Bowles released a statement Thursday that he doesn't think anyone can question his love for North Carolina but there are many ways to make a difference in the state.
Fellow Democrats had been trying to twist Erskine Bowles' arm ever since Governor Beverly Perdue announced she wouldn't run for a second term last week.
Bowles has a long history in politics - serving as chief of staff in Bill Clinton's White House. He also led the prestigious University of North Carolina system and headed a bipartisan commission that recommended tough choices to reduce the U.S. deficit.
While Lt. Gov. Walter Dalton and state Rep. Bill Faison have said they'll contest the Democratic nomination to challenge Republican Pat McCrory, a new poll released last week by the left-leaning Public Polling Group showed the strongest Democratic candidate would be Bowles, who trailed McCrory only 44-42 in a hypothetical contest.
Other Democratic Party notables - three current or former congressmen and a previous state treasurer among them - have been waiting for Bowles to decide if he's run before deciding if they'll throw their hats into a race that could have implications for a presidential swing state that is hosting the Democratic convention.

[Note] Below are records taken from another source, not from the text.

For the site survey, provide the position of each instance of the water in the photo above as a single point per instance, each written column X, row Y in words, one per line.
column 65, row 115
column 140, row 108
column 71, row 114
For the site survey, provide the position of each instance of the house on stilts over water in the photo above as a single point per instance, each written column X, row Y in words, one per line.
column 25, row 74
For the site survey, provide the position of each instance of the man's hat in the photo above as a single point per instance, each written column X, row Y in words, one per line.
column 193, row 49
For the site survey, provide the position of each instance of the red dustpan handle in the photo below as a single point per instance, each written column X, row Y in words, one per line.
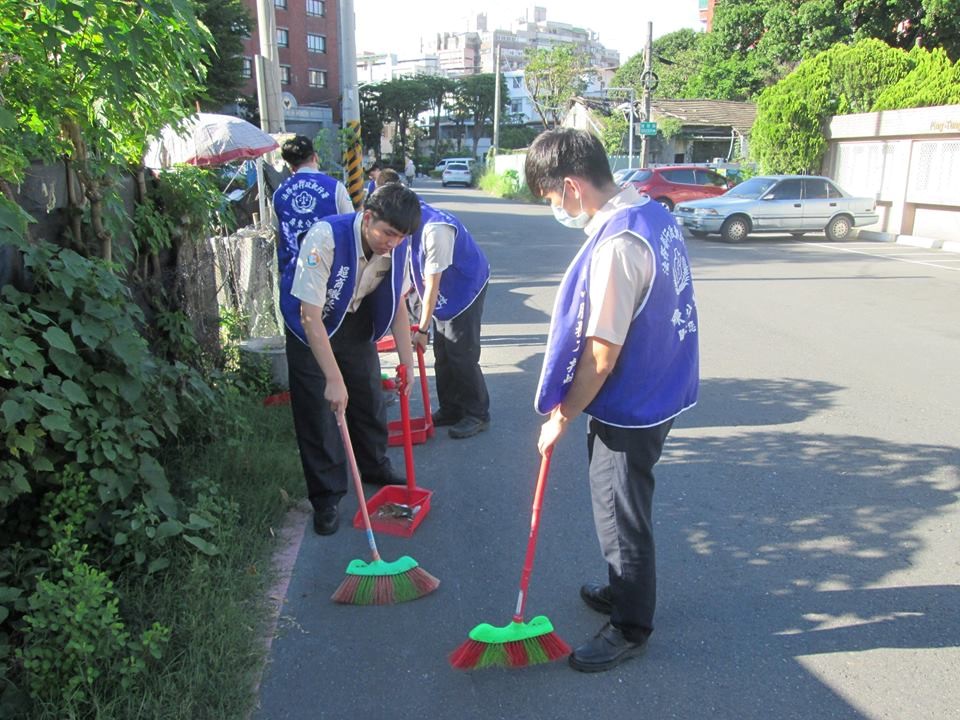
column 407, row 433
column 534, row 529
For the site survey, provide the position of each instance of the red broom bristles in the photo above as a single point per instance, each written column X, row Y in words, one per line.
column 385, row 589
column 473, row 654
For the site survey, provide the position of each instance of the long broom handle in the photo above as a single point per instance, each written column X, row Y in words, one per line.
column 534, row 529
column 407, row 432
column 357, row 483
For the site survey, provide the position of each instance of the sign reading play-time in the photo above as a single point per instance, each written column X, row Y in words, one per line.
column 648, row 128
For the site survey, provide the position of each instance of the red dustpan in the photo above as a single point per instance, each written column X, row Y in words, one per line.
column 399, row 509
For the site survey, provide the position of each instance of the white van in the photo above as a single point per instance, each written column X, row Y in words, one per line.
column 441, row 166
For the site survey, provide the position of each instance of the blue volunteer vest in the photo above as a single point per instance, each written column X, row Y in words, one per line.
column 466, row 276
column 657, row 372
column 386, row 296
column 301, row 200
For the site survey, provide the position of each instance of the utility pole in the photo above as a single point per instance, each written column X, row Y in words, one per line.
column 648, row 84
column 633, row 102
column 268, row 70
column 353, row 153
column 496, row 104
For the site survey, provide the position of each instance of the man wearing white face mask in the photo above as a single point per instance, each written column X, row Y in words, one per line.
column 622, row 348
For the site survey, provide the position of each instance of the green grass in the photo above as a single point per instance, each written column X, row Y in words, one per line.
column 502, row 185
column 217, row 606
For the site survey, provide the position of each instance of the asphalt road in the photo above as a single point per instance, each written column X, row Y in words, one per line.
column 807, row 509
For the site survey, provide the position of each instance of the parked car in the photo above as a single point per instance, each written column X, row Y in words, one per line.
column 794, row 204
column 673, row 184
column 441, row 166
column 457, row 173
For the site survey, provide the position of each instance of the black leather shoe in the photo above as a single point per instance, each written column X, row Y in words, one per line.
column 597, row 597
column 444, row 417
column 608, row 649
column 468, row 427
column 387, row 478
column 326, row 520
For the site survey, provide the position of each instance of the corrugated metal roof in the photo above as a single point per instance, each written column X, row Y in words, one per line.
column 739, row 115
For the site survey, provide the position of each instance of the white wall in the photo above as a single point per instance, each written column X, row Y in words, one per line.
column 909, row 160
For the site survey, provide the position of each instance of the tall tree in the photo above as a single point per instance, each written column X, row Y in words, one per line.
column 402, row 101
column 229, row 23
column 439, row 89
column 87, row 81
column 554, row 77
column 477, row 94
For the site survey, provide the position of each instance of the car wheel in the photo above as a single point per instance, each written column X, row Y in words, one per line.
column 735, row 229
column 838, row 228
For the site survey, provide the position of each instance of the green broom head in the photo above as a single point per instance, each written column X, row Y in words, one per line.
column 517, row 645
column 384, row 583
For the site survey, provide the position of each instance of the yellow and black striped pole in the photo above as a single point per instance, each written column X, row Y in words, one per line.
column 353, row 161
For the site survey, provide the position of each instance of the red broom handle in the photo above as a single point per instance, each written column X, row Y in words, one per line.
column 357, row 483
column 534, row 529
column 407, row 432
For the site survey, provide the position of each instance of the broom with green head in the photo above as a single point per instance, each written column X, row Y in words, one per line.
column 378, row 582
column 518, row 644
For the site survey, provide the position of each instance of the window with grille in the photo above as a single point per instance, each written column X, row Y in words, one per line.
column 935, row 173
column 316, row 43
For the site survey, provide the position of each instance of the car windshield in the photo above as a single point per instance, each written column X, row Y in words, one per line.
column 640, row 176
column 752, row 188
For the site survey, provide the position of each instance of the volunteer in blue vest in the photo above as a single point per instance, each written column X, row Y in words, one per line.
column 622, row 348
column 302, row 200
column 450, row 273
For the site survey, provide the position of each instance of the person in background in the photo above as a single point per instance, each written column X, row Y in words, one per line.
column 623, row 349
column 373, row 173
column 450, row 273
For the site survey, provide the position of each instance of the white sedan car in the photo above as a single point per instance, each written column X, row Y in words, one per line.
column 794, row 204
column 457, row 173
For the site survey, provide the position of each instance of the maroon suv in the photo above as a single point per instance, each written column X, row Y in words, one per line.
column 674, row 184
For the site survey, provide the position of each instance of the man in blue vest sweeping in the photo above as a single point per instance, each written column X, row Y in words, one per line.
column 301, row 202
column 622, row 348
column 450, row 273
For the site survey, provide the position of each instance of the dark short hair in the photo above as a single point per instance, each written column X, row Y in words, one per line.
column 564, row 152
column 388, row 175
column 297, row 150
column 396, row 205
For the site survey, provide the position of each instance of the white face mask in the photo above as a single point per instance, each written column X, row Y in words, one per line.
column 565, row 218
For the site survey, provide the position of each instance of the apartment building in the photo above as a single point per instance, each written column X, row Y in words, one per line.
column 308, row 40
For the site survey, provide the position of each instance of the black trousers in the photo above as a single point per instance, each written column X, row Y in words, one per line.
column 461, row 389
column 621, row 487
column 321, row 449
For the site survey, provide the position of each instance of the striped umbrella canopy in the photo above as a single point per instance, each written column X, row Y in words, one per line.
column 208, row 139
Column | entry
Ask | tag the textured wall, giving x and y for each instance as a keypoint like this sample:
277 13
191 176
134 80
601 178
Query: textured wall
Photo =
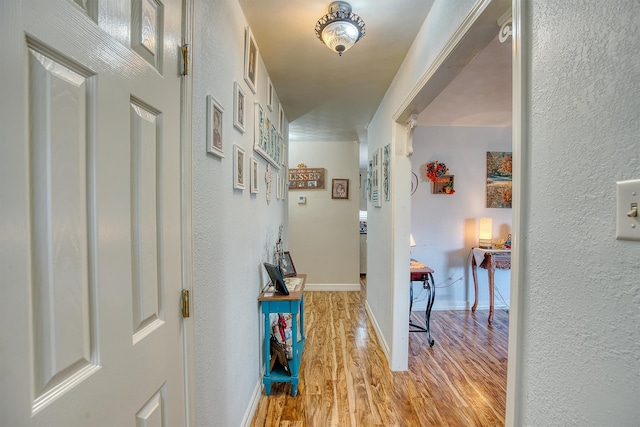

Bowles ran for the U.S. Senate in both 2002 and 2004, winning the Democratic nomination but losing in the general election - once to Elizabeth Dole and the other time to Richard Burr.
"There are many ways to add to the community woodpile," Bowles said on the night of his 2004 loss. "Elective office will not be my route, but that does not mean you've seen the last of Erskine Bowles."
He wasn't the best campaigner, often struggling to translate his deep understanding of national government to everyday people. Referring to his past failures for elected office, Bowles once quipped: "I have empirical data that I was a terrible politician."